The Outcome of the Work

Briggs was the primary driving force and inspiration behind the creation of the MBTI from Jung’s original work. Briggs-Myers created the physical test itself, and did the work on validation and interpretation.

The result was one of the best-known and widely used personality tools, the Myers-Briggs Type Indicator. Wikipedia reports that an estimated 50 million people have taken the MBTI. Whilst it is not widely endorsed by the academic community, and is based on largely desk-research and theorisation, rather than empirical trials, the MBTI remans popular. This is doubtless due to the ease of superficial understanding.

The Myers-Briggs Type Indicator – MBTI

The MBTI classifies personality types along four pairs of categories. Briggs-Myers and Briggs claimed that we all fit into one of the 16 possible combinations of personality type, and that we have a dominant preference in each pair.
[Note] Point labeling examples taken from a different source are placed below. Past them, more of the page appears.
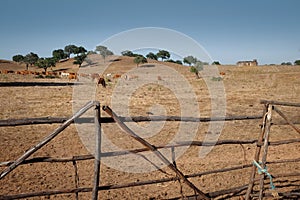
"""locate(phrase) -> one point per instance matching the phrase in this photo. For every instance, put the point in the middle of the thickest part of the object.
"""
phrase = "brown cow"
(117, 76)
(73, 76)
(101, 81)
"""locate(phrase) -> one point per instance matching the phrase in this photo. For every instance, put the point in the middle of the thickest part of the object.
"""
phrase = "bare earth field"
(244, 88)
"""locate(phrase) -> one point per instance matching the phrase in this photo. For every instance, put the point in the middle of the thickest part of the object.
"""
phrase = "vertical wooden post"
(152, 148)
(265, 150)
(46, 140)
(97, 152)
(76, 177)
(256, 155)
(173, 156)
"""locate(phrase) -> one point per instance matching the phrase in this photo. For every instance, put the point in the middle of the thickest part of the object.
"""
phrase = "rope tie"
(265, 171)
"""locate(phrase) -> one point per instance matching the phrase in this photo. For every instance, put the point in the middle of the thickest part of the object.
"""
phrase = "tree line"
(79, 52)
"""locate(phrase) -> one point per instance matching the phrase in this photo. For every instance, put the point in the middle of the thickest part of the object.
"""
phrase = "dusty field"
(244, 88)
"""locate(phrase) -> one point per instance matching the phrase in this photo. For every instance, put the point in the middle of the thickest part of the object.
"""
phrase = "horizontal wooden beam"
(53, 120)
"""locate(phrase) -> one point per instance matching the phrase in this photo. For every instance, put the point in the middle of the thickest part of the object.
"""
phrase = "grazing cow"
(72, 76)
(117, 76)
(101, 81)
(64, 74)
(10, 71)
(130, 77)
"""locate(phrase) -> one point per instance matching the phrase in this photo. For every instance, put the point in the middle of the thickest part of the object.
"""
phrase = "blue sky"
(231, 30)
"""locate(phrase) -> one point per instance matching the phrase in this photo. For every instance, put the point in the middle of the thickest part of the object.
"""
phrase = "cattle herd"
(97, 78)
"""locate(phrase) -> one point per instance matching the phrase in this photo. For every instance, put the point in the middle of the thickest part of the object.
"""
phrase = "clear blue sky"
(229, 30)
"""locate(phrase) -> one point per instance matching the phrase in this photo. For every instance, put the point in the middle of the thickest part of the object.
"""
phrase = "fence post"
(257, 153)
(97, 152)
(155, 151)
(265, 149)
(47, 139)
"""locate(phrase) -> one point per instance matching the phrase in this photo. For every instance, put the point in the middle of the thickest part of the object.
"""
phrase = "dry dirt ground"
(244, 87)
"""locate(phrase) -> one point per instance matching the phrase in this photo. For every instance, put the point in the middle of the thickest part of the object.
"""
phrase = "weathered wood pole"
(202, 195)
(46, 140)
(97, 152)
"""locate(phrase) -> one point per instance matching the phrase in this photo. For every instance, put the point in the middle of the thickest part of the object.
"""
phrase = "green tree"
(151, 56)
(18, 58)
(30, 59)
(59, 54)
(104, 51)
(79, 59)
(190, 60)
(139, 59)
(70, 49)
(45, 63)
(127, 53)
(197, 68)
(297, 62)
(163, 54)
(178, 62)
(80, 50)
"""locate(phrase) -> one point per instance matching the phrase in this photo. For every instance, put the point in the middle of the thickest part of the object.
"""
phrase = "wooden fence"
(262, 144)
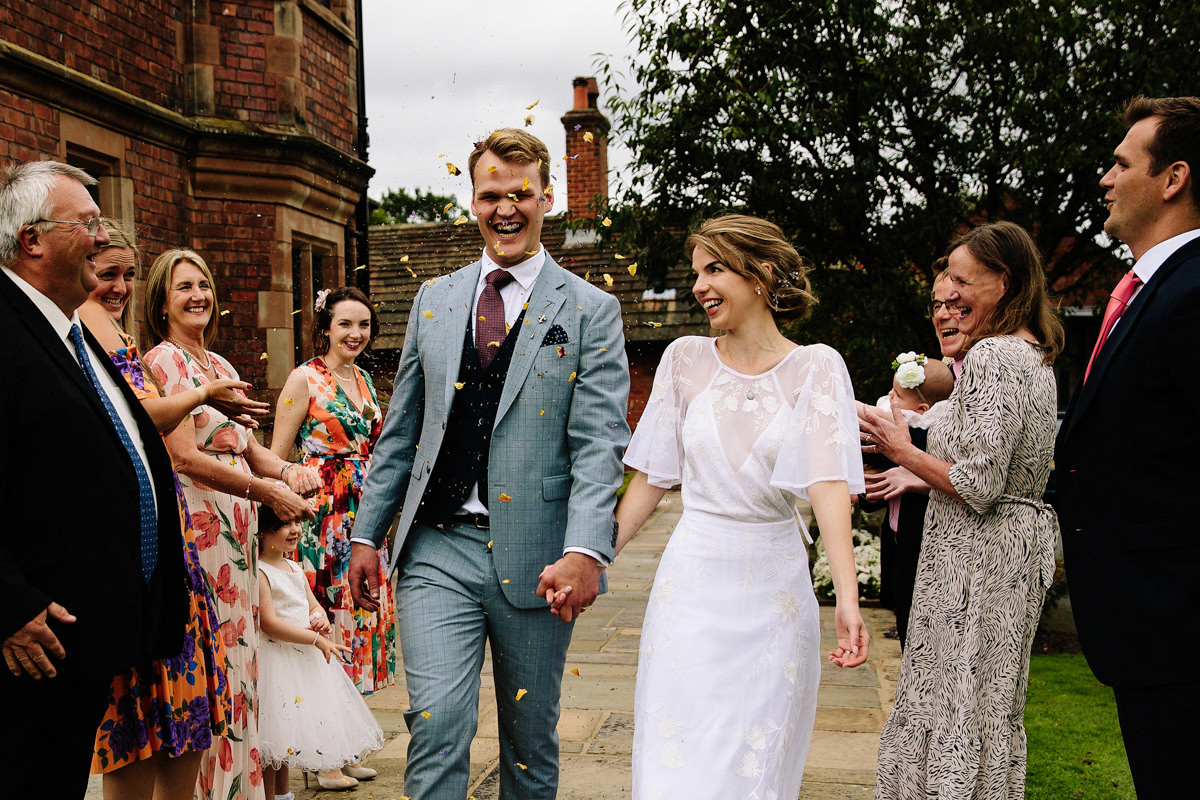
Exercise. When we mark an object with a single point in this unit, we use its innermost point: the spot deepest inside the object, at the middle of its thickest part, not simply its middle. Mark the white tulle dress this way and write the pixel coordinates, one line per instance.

MBTI - Myers-Briggs Type Indicator - 16 Types
MBTI – Myers-Briggs Type Indicator – 16 Types

The Type Indicator is a test  to assess which personality type offers the ‘best fit’ with the assertion that knowing your personality type that will help you succeed in life. The three original pairs of preferences from Jung’s typology (Extraversion and Introversion, Sensing and Intuition, Thinking and Feeling) are supplemented by a fourth pair (Judging and Perceiving), added by Briggs-Myers.

This is a phenomenally rich model and there are many excellent resources online. So here, we’ll only attempt a very superficial outline of the types.

Extraversion (E) or Introversion (I)
This axis refers to where where we get our energy from, and where we direct our attention. This can be  on people and things in the outer world; extraversion. Or it can be on ourselves and our inner world; introversion.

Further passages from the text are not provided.